Zoom tips: How to make video conferencing safer
If you are already using Zoom and are concerned about its security features, here are some tips to keep video calls safe and private.
If you are working from home like us and use a video conferencing app, you might have heard about Zoom. The app, which was once touted for its easy-to-use interface, is now often used alongside terms like 'hack' and 'privacy' in headlines. That's because last month Zoom, which already has millions of users worldwide, was hacked or 'zoombombed', leaving many agitated and leaving the platform for an alternative service.
In the past few weeks, Zoom fixed several security and privacy loopholes but still has a lot to do before it gains back users' trust. If you are already using Zoom and are concerned about its security features, here are some tips to keep video calls safe and private.
Password protect your meetings
Protecting your video calls is important and there's nothing better than password protecting it. You can prevent unwanted attendees from entering the meeting by setting a password for individual meeting, user, group or account for each session. This option can be found in the Settings tab, under the 'Require a password when scheduling new meetings' option.
Lock your meeting
Once the meeting begins, it is possible to lock the session, preventing others from joining-in randomly. You can access this feature by navigating to the 'Manage Participants' tab followed by 'More' and 'lock' once everyone has joined the session. This will prevent outsiders, who have the meeting IDs, access the session randomly.
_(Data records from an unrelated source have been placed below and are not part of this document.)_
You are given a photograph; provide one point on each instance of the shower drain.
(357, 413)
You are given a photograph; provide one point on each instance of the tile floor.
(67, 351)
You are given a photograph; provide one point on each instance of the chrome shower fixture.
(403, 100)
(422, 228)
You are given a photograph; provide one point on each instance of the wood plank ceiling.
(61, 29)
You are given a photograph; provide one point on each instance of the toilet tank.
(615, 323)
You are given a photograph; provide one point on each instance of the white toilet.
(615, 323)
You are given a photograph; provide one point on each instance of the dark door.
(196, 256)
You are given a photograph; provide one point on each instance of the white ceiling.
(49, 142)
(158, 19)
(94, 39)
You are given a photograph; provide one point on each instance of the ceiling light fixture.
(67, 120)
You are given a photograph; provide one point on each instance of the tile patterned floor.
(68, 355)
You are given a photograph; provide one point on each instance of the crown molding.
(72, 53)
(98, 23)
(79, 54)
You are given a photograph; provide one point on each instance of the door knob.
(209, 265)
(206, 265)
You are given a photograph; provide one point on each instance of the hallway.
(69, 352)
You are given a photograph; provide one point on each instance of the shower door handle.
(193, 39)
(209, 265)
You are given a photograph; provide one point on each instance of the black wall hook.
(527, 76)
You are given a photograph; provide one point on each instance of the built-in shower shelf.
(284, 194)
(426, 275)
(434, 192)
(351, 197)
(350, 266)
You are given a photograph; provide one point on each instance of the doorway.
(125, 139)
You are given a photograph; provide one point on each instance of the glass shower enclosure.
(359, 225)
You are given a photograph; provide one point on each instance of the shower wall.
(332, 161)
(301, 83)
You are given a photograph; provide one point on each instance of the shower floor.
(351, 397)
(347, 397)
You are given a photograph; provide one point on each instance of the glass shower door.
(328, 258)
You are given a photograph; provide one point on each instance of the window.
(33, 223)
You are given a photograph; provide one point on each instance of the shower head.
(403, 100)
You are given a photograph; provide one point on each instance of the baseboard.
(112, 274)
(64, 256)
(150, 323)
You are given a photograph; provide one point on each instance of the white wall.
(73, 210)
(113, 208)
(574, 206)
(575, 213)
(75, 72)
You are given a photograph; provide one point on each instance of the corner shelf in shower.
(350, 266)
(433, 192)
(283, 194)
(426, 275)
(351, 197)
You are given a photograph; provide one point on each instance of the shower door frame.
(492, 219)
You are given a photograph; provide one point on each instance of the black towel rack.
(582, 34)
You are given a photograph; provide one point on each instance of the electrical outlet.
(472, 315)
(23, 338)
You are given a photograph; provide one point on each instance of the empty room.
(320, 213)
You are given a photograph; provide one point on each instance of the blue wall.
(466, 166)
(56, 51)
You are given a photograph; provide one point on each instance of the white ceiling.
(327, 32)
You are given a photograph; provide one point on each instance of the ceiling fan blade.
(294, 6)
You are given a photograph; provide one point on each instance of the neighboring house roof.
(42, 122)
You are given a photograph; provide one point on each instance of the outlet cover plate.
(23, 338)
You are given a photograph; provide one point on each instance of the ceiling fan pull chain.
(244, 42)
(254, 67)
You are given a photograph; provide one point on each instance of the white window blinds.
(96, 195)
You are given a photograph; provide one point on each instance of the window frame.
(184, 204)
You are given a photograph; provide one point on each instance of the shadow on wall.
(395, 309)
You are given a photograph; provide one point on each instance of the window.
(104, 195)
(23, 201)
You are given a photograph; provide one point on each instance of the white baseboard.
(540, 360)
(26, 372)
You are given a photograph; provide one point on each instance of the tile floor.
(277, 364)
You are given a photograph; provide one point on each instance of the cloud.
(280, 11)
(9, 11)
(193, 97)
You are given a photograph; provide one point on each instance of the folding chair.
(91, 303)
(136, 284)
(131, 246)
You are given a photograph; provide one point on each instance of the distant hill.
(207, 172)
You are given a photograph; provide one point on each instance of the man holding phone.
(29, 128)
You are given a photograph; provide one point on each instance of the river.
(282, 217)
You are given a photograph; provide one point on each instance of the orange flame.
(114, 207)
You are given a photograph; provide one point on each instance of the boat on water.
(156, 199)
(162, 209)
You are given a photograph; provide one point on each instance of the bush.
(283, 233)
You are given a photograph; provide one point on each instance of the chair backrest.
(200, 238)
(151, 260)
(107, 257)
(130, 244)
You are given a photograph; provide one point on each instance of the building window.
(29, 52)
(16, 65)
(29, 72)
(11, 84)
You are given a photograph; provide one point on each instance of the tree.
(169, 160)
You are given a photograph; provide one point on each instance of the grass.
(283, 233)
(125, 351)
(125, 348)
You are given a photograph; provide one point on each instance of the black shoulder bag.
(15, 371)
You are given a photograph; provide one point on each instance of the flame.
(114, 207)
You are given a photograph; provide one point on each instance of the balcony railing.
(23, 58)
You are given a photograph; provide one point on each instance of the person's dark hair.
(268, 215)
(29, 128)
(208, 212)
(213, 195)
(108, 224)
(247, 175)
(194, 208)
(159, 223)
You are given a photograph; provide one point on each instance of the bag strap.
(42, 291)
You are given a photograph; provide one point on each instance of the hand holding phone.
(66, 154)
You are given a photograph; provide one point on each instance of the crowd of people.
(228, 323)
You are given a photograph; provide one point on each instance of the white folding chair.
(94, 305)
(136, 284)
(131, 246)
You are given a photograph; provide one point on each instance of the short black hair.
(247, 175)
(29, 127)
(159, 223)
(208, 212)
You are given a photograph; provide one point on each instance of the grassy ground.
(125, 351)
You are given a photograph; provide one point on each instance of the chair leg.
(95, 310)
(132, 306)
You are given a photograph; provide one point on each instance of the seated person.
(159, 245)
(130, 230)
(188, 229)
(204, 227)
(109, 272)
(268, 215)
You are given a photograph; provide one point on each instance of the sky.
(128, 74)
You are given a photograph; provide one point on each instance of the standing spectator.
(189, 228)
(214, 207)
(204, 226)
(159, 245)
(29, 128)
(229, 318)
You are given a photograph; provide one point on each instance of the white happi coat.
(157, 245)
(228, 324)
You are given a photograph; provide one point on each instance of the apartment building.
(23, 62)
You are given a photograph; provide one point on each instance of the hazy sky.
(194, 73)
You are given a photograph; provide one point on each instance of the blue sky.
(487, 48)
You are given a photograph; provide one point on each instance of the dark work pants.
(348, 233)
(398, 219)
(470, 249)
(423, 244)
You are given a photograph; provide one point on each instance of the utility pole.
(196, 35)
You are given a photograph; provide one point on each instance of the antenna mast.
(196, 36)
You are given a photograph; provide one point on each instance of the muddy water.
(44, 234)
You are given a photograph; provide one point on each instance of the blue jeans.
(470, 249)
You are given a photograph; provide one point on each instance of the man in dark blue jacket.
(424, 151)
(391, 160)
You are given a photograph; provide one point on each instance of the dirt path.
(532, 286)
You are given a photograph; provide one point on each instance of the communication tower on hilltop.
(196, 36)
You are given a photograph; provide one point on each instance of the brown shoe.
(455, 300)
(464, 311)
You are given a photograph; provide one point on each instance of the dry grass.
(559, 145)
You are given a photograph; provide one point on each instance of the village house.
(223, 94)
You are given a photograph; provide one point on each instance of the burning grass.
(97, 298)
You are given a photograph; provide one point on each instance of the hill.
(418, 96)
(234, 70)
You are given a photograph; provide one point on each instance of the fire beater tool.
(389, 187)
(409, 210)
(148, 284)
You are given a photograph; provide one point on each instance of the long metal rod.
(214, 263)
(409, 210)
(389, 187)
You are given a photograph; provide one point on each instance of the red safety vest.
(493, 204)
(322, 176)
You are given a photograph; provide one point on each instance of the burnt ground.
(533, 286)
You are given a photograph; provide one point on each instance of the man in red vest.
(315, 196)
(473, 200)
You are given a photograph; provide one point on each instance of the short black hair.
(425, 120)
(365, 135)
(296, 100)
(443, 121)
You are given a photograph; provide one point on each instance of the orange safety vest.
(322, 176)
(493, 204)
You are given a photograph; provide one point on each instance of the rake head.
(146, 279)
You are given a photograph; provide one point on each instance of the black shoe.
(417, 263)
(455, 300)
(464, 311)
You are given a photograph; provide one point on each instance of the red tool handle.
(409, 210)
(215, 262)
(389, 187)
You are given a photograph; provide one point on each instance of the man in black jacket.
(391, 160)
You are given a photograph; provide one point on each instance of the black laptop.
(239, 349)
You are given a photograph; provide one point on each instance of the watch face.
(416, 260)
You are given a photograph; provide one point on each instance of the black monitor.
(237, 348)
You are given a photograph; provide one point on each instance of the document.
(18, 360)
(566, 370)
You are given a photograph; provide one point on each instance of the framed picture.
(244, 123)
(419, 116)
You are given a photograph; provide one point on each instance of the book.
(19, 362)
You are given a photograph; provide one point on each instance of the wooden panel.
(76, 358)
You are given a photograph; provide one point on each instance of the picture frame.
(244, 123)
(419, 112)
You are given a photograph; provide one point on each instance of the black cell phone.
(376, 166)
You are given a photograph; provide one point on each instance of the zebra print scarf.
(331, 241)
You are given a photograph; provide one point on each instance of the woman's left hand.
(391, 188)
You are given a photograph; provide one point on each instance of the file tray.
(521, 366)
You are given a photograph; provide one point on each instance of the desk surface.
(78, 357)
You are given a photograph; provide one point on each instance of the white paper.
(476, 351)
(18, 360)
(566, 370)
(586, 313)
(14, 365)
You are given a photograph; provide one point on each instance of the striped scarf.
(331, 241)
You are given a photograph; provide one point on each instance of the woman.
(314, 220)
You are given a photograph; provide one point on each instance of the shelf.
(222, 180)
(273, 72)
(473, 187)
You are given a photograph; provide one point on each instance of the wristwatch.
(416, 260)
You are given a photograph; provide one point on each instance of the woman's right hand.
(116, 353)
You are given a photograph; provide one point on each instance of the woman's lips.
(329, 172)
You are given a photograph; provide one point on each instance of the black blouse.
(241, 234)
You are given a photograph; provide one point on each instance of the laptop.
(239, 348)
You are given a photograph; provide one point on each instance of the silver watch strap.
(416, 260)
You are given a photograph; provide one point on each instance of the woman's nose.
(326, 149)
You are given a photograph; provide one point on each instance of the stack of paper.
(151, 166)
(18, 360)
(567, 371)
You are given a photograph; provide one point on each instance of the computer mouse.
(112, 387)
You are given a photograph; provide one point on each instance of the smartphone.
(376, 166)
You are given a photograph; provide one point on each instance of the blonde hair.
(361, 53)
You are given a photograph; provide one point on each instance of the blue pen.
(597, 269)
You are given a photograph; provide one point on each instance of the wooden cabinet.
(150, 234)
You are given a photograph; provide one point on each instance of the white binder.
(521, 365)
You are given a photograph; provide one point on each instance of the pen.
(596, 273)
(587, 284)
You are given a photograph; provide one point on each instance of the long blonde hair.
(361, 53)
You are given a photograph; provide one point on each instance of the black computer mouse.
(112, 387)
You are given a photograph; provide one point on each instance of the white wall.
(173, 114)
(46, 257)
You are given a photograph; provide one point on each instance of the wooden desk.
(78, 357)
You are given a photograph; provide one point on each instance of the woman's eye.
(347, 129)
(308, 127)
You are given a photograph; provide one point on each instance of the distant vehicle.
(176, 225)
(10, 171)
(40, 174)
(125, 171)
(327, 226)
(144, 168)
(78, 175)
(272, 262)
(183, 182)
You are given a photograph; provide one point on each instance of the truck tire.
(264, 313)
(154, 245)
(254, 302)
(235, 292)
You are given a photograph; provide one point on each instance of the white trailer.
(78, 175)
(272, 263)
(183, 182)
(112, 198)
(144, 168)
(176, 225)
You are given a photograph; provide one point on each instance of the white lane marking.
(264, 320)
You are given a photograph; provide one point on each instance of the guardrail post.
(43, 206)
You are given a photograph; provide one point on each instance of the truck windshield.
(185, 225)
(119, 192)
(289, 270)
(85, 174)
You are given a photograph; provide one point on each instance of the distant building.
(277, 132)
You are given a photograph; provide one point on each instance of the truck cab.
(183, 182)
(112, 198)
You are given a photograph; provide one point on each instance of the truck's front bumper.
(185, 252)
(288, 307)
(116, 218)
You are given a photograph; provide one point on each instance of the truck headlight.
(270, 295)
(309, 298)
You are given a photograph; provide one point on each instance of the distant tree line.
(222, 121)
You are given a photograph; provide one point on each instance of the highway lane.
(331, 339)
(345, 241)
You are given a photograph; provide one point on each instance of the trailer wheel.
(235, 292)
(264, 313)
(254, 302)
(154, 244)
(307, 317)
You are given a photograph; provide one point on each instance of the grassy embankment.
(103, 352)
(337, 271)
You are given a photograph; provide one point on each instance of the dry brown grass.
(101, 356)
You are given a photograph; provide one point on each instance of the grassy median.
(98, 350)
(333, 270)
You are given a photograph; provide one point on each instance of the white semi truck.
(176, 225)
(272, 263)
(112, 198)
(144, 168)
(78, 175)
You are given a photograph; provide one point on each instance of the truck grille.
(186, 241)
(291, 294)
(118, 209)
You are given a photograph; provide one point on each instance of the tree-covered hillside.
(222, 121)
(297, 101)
Switch off participant screen sharing
Another way to make your Zoom meetings secure is by switch off the screen sharing feature. As the name suggests, it lets others in the session share their screen with others for better coordination. However, if you don't want that to happen you can switch if off from the 'Security' tab.
Personal ID should stay personal
Afterall it's a personal Zoom ID and you don't want it to go public so anyone can use it to hack-in to different sessions. So, we recommend you to always go for a randomly generated ID for meetings when creating a new event. You can even hide your IDs from the screen so nobody can take a screenshot and share it publicly, revealing your Zoom ID to everyone.
The 'Waiting Rooms' feature is always helpful
Finally, use 'Waiting Rooms' feature in Zoom to screen the participants before you add them in a session. You can admit the attendees one by one or approve them to join all at once. This can be enabled from the Account Management section.